Exhaustive briefs have been filed by both parties. In behalf of the respondents it is chiefly urged that the issues raised and adjudicated in Howard v. Swift, supra, were not the same as those presented by the bill in chancery in the superior court; that nothing contained in our opinion in the former case can be interpreted to mean that a bill in chancery cannot be prosecuted in a court of equity; that even if the language used in our opinion were susceptible of such interpretation, it would constitute a mere obiter dictum — not a judgment — because the question whether a suit in equity could be prosecuted on the claim was not then before this court. They argue that the only issue then presented was whether the claim could be adjudicated in the probate court.

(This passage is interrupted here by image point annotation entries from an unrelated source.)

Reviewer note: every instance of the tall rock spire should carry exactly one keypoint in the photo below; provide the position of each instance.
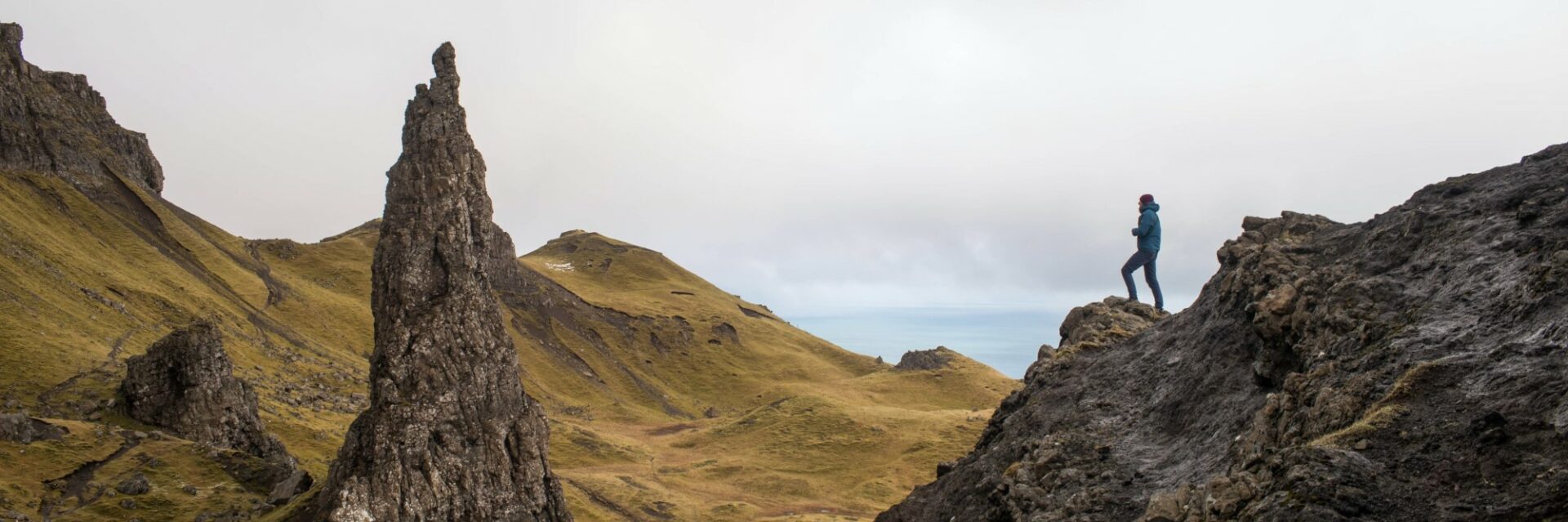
(449, 433)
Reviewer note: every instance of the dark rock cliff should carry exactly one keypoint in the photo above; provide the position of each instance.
(57, 123)
(185, 383)
(451, 433)
(1411, 367)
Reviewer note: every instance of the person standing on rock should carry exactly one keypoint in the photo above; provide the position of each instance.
(1148, 234)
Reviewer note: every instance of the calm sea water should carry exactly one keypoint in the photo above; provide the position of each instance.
(1005, 337)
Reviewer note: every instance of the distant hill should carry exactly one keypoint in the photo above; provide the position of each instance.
(668, 399)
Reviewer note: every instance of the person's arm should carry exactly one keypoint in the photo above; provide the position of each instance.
(1145, 225)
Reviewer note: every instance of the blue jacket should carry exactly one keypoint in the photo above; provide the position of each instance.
(1148, 230)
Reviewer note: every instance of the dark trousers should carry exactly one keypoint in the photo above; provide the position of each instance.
(1147, 261)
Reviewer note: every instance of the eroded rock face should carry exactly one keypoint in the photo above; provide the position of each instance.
(185, 383)
(57, 123)
(25, 430)
(1107, 322)
(451, 433)
(1404, 368)
(925, 359)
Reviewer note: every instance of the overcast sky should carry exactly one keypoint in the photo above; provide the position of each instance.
(836, 155)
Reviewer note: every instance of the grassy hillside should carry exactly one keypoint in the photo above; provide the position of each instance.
(668, 397)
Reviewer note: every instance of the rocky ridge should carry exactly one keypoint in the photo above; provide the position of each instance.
(185, 383)
(446, 395)
(1410, 367)
(925, 359)
(57, 123)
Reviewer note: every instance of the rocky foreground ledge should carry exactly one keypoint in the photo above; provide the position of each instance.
(1410, 367)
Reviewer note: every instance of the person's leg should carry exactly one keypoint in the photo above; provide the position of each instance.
(1155, 284)
(1126, 273)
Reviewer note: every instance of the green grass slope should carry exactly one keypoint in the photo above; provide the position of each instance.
(666, 395)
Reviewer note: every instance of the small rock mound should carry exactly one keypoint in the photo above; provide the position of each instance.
(25, 430)
(925, 359)
(1107, 322)
(185, 383)
(57, 123)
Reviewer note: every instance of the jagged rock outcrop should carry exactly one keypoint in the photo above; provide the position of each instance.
(1410, 367)
(449, 433)
(925, 359)
(57, 123)
(185, 383)
(25, 430)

The writ of prohibition is a highly prerogative writ, to be issued only on rare occasions with caution and forbearance and in cases of great necessity where no other adequate relief can be secured. It is conceded that this court has no original jurisdiction to issue writs of prohibition and that it can only issue them in aid of its appellate jurisdiction; (People v. Circuit Court of Cook County, 169 Ill. 201, and 173 id. 272;) but when an inferior court ignores or attempts to nullify a judgment of this court and no other adequate remedy is at hand, jurisdiction to issue writs of prohibition to compel respect for and obedience to our former judgments is, and should be, unquestioned, if respect for the law under our present judicial system is to prevail. In the recent case of People v. Circuit Court of Washington County, 347 Ill. 34, the rule was succinctly stated (p. 43): “It may be said that the rule is well settled in this State that while a writ of prohibition may not be used simply to prevent or correct errors of an inferior court, yet a superior court may, in aid of its appellate jurisdiction, issue such writ against an inferior court in a case in which this court has exercised its appellate jurisdiction and entered judgment, the purpose of the writ being to prevent an attempt on the part of such inferior court to set aside and nullify the judgment of the superior court once entered. This rule is a complete answer to the argument of respondent that the court, having entered judgment in the case of Jenkins v. Talbot, 338 Ill. 441, at a prior term, had lost jurisdiction of the subject matter given to it by appeal and therefore has no appellate jurisdiction to protect. This rule is likewise established in other States.”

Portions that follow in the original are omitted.